And perhaps you too are surprised to note the rapid growth of eSports as a professional, global enterprise, easily selling out venues like Copenhagen’s Royal Arena on a habitual basis.

The truth is in the figures – or at least in Denmark – as 96 percent of male Danes aged 13 to 19 say they play computer games, according to Medieudviklingen 2017, the latest consumer habits report published by DR Medieforskning.

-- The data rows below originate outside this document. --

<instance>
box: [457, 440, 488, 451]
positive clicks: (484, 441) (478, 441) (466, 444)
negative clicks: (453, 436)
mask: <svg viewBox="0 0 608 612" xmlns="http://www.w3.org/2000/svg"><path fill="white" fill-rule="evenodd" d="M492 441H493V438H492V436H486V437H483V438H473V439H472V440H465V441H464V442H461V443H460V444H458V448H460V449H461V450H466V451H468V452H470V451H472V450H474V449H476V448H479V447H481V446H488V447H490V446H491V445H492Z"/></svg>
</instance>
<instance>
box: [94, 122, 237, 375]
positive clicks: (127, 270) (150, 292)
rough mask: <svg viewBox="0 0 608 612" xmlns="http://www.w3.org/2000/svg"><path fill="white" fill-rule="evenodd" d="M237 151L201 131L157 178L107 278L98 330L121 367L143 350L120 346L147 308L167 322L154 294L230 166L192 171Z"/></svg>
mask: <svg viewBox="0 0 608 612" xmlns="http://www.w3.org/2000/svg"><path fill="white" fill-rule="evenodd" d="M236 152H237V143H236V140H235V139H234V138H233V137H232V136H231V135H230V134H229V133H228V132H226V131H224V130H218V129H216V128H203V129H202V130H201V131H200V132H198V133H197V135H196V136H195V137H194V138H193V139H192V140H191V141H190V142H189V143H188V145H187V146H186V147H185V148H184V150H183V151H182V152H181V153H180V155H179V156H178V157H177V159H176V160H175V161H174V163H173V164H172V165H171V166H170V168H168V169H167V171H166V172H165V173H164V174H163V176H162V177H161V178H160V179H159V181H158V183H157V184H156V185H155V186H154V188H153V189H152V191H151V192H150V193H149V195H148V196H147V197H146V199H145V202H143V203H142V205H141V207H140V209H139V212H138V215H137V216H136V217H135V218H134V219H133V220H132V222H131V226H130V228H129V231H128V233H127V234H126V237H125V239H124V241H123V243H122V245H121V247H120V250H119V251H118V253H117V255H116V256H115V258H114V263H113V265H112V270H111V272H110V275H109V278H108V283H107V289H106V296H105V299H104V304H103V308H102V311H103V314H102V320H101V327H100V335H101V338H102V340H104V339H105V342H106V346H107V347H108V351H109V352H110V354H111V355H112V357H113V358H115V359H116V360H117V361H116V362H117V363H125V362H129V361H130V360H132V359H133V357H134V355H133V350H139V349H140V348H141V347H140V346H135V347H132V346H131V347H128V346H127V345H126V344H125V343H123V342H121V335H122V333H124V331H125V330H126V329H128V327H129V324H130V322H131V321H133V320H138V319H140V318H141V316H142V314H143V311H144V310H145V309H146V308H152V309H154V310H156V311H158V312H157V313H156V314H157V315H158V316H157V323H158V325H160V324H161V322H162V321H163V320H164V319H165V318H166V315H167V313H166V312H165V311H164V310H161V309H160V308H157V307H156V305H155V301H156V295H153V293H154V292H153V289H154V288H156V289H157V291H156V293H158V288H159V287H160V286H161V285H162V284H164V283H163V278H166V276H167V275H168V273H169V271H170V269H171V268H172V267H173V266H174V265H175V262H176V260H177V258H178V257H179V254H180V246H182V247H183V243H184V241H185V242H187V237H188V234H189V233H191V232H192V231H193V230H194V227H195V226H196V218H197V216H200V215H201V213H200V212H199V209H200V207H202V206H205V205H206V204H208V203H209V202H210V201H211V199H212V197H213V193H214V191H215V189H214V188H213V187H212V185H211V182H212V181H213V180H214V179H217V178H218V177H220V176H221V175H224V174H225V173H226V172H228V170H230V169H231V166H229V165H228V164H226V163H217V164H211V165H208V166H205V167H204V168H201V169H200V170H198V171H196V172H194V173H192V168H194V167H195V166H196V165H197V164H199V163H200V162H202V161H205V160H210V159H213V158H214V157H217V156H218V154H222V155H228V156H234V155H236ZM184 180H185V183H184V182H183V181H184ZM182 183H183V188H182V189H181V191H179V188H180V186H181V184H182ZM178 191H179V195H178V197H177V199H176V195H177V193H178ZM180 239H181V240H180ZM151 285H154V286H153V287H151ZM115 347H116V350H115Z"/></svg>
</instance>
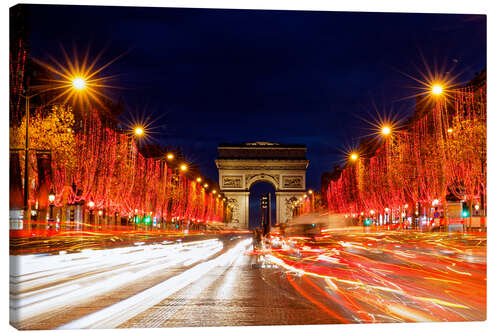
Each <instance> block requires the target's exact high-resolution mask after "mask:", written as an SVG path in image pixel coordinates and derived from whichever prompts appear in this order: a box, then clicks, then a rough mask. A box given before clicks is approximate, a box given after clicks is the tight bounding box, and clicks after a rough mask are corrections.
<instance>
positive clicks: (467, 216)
mask: <svg viewBox="0 0 500 333" xmlns="http://www.w3.org/2000/svg"><path fill="white" fill-rule="evenodd" d="M469 216H470V212H469V207H468V206H467V203H466V202H463V203H462V217H464V218H465V217H469Z"/></svg>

Almost half of the teenage boys, some 49 percent, play computer games every day. According to the report, it is the activity they are most likely to disconnect from their smartphones to fully concentrate on.

Movies and TV losing out
The popularity of computer games means other media are losing out. While movies and TV series are being watched less by the age group, it is traditional TV that has taken the biggest hit, even though shows about gaming tend to attract record audiences for channels like DR3.

Some 43 percent of the 13 to 19-year-old boys never watch it, compared to just 16 percent five years ago. However, they still find room for leisure activities, homework and YouTube.

“For many boys, computer games have gradually taken over the role of the TV as the primary entertainment platform,” explain Jakob Vikær Hansen and Allan Lyngsie Nilausen, the authors of the report.

“As macabre as it sounds, a majority of teenage boys say that computer games – many of which have the ultimate goal of fighting opponents – allow them to relax from a stressful everyday life. They disconnect from the constant flow of information from smartphones and social media.”

READ MORE: Danish eSport courses hitting the classrooms

Still meeting girls!
The report also cites how playing computer games can be a very social activity – with friends at somebody’s home, or with ‘friends’ in remote locations.

“Being able to talk to friends while playing against them, whether it’s on the couch or at the other end of the country, is according to the boys fun and cosy and an important factor in its popularity,” continue the authors.

Girls also play games in reasonably heavy numbers.  While only 5 percent play every day, some 50 percent say they play computer games.

Surprisingly perhaps, the report also found that 10 percent of women aged over 50 play every day.